According to CoinGecko, the year-to-date performance of top meme coins on Solana is negative. Despite having the highest liquidity, these tokens have all posted losses ranging from 10% to 70%.

Analysts explain that traders have lost interest in meme trading on Solana following the launch of tokens such as TRUMP, MELANIA, LIBRA, and YZY. These tokens once sparked hype but later ended in rug pulls and mistrust, driving retail users to other chains or forcing them to exit altogether.
Another Explanation for the Exit of 7 Million Solana Wallets
However, bullish analysts argue that the sharp drop on the chart above could signal a bottom before a recovery, based on personal experience.
From a more positive perspective, some analysts suggest that the seven million-wallet drop may reflect the removal of bots rather than real users.
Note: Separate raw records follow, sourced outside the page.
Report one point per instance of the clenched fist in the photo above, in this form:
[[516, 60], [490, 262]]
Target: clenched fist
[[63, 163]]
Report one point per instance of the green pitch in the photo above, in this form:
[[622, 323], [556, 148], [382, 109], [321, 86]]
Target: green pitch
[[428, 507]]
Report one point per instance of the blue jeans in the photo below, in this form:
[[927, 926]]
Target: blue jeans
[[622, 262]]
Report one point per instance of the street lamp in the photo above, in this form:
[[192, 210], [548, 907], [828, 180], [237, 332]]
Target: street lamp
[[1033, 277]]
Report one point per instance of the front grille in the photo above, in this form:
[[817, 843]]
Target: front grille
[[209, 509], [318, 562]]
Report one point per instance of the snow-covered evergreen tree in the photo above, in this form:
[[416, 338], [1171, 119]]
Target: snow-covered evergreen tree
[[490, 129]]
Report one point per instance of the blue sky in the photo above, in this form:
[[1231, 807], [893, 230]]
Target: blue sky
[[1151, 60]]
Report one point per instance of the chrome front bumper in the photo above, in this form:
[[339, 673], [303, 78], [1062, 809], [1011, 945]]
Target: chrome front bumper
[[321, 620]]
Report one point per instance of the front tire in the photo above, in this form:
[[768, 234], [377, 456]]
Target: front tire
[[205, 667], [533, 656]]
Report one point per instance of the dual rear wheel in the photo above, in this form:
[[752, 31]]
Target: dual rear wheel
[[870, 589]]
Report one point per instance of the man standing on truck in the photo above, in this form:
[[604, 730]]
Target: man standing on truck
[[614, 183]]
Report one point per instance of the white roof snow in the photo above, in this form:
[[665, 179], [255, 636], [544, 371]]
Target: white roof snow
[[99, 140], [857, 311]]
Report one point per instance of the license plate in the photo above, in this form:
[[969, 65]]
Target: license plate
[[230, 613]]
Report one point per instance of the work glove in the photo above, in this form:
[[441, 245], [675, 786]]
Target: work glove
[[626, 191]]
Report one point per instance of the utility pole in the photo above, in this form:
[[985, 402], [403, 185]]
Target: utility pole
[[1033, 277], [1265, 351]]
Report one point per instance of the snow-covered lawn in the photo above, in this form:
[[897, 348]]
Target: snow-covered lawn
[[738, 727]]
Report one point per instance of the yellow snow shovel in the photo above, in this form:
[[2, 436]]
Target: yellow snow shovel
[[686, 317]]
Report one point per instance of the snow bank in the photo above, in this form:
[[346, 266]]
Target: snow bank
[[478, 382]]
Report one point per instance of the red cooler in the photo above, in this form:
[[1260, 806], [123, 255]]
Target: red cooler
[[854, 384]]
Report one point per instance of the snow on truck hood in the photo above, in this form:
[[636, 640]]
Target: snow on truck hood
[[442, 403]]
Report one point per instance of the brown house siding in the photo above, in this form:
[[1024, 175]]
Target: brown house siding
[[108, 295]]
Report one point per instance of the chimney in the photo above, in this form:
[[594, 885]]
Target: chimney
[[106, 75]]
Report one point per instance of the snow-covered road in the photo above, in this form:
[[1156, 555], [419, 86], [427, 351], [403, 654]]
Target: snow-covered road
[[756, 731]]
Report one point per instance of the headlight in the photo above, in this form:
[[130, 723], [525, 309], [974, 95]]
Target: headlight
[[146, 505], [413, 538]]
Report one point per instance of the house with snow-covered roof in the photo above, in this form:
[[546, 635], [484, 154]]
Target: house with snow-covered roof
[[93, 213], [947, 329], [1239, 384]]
They explain that bots inflated Solana’s past metrics. Now that bot addresses are unprofitable, regular users have a fairer environment. Analysts see this as a healthy sign for long-term growth.
Additionally, Matthew Nay, an analyst at Messari, disputed the accuracy of the shocking data. He argued that Solana’s on-chain health remains stable.
“…It’s just wrong—transactions, fee payers, and signers are all flat (not down as much as that chart says),” Nay stated.
The debate over the truth behind Solana’s on-chain data continues, reflecting the complexity of the network’s internal dynamics. Meanwhile, Solana’s price (SOL) has risen 35% in August, trading above $210, with bullish sentiment still dominating the altcoin.